/ Etcétera. Adriana Mejía
“Estamos muy preocupados por esta situación, el cierre de 18 minas y los riesgos que existen, necesitan una mirada a fondo y soluciones”, ha dicho el alcalde de Amagá, Juan Carlos Amaya. Y tiene razón, aunque, a lo mejor por pura prudencia, no dice en público lo que debe decir en privado o, por lo menos, debe pensar todos los días y a todas las horas desde hace tres semanas, cuando unos mineros de La Cancha (vereda La Ferrería), chuzaron accidentalmente una bomba natural de 32 metros cúbicos de agua que, en cuestión de segundos, anegó el pasadizo subterráneo en el que se encontraban arrancando carbón de las piedras que sostienen la montaña.
Y lo dice porque, al igual que usted y yo, tiene conocimiento de cómo evolucionan los acontecimientos en estas tragedias: conmoción, periodistas y autoridades por montones, esperanza, desesperanza, amarga realidad y olvido. Sobre todo olvido. Cuánto duele el olvido, desde que se intuye en el momento mismo en el que los ojos del pequeño mundo están puestos sobre el motivo que los convoca. Si bien quienes se mueven alrededor de un suceso –excepción hecha de los oportunistas que nunca faltan, políticos por lo general–, lo hacen por solidaridad y con las mejores intenciones, suelen ser aves de paso que en bandadas llegan y en bandadas se van. (Un paréntesis de admiración y agradecimiento para los rescatistas que se juegan la vida, donde sea que los necesiten, tratando de aligerar la carga de los demás).
Las autoridades acuden a otros llamados; los periodistas, a otras noticias, basta observar de qué manera se encoge día tras día el espacio que se le dedica al desastre que nos ocupa, para comprobarlo; y la comunidad se cansa de reclamar el cumplimiento de tantas promesas. (Vuelve el pobre a su pobreza, vuelve el rico a su riqueza y el señor cura a sus misas, cantaría Serrat). Solo para las familias de las víctimas: Guillermo Alonso, Juan Alejandro, Yohan Andrés, Robinson Arley, Wilson Fernando, Fausto Albeiro, Carlos Enrique, Fabio Alberto, Luis Arturo, Albeiro, Lázaro Antonio y Darío Horacio, en este caso, la memoria no pasa la página y el infortunio continúa. Ad infinítum.
Eso es lo que muy bien sabe el señor Amaya, de ahí la preocupación que confiesa.

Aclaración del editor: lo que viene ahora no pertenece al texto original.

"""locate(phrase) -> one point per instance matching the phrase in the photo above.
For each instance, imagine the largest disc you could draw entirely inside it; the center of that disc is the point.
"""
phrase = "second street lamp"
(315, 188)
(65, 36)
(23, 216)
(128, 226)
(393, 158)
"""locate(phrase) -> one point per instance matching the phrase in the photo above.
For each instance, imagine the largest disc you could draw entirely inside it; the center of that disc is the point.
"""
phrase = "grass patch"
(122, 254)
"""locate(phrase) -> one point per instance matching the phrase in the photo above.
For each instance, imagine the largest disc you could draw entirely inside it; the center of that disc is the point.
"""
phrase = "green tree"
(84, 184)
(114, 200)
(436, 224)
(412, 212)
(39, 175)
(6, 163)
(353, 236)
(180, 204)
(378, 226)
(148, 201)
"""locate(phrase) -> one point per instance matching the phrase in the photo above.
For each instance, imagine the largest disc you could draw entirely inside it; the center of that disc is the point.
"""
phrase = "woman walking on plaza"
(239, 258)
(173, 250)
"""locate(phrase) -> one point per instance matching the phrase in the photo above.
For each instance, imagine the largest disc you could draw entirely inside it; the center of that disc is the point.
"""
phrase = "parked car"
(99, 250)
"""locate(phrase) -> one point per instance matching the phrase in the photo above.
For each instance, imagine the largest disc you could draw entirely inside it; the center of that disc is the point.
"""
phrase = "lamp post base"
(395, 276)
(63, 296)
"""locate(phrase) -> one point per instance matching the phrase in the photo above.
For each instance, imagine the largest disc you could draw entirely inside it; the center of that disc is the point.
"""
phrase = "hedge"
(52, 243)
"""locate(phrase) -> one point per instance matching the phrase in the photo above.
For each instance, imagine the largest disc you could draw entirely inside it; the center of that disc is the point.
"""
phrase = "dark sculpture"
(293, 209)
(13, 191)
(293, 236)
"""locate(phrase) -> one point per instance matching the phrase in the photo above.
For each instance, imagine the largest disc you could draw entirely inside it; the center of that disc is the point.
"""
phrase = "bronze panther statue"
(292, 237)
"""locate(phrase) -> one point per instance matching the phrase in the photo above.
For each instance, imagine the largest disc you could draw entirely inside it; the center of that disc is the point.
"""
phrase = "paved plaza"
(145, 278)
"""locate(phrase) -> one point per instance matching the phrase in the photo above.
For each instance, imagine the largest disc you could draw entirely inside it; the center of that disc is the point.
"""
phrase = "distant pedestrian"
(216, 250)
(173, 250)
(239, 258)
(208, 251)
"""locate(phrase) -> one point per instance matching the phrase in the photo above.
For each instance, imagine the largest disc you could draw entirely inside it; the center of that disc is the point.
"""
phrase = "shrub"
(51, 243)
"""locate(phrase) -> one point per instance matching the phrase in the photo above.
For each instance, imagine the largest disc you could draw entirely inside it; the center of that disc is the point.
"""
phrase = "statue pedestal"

Al dolor que producen la muerte reciente de doce personas en el socavón, el aumento de huérfanos y viudas en el pueblo y el destino fatal que parece ser inexorable para los hombres de la Cuenca del Sinifaná, se le suma el deterioro social que, a pasos de animal grande, avanza por los cinco municipios que la componen.
El drama de La Cancha es solo la punta del iceberg de la situación de un grupo humano que se desarrolla en la oscuridad de las minas, con muy pocas o ninguna alternativa, en medio de una calidad de vida que deja mucho que desear y, lo más triste, con un futuro tan negro como el carbón. Amarrado al carbón, mejor dicho. Por eso es que, hablando en buen castellano, el alcalde está encartado. Y convencido de que si no aprovecha estos momentos de efervescencia y calor, en los que los gobiernos departamental y nacional se están dejando ver, para obtener apoyos reales que permitan reconstruir el tejido social de las bocas de las minas hacia afuera, a Amagá no solo se la va a tragar la tierra –en sentido literal–, sino que se le va a acabar su gente. Una Comala como la de Juan Rulfo, a 36 kilómetros de Medellín, es lo que menos se necesita ahora en el suroeste antioqueño. Más que literatura (y/o carbón), lo que allí hace falta son oportunidades y liderazgo.
Etcétera: En Las venas abiertas de América Latina –best seller de la crónica política de la década de los 70– Eduardo Galeano profundiza en la gran paradoja que constituyen trabajos como el de la minería del carbón: a mayor precariedad en la condición humana de los mineros y su entorno, mayor riqueza de los propietarios, los intermediarios y las multinacionales. Mayor desarrollo y civilización. ¿A costa del hombre?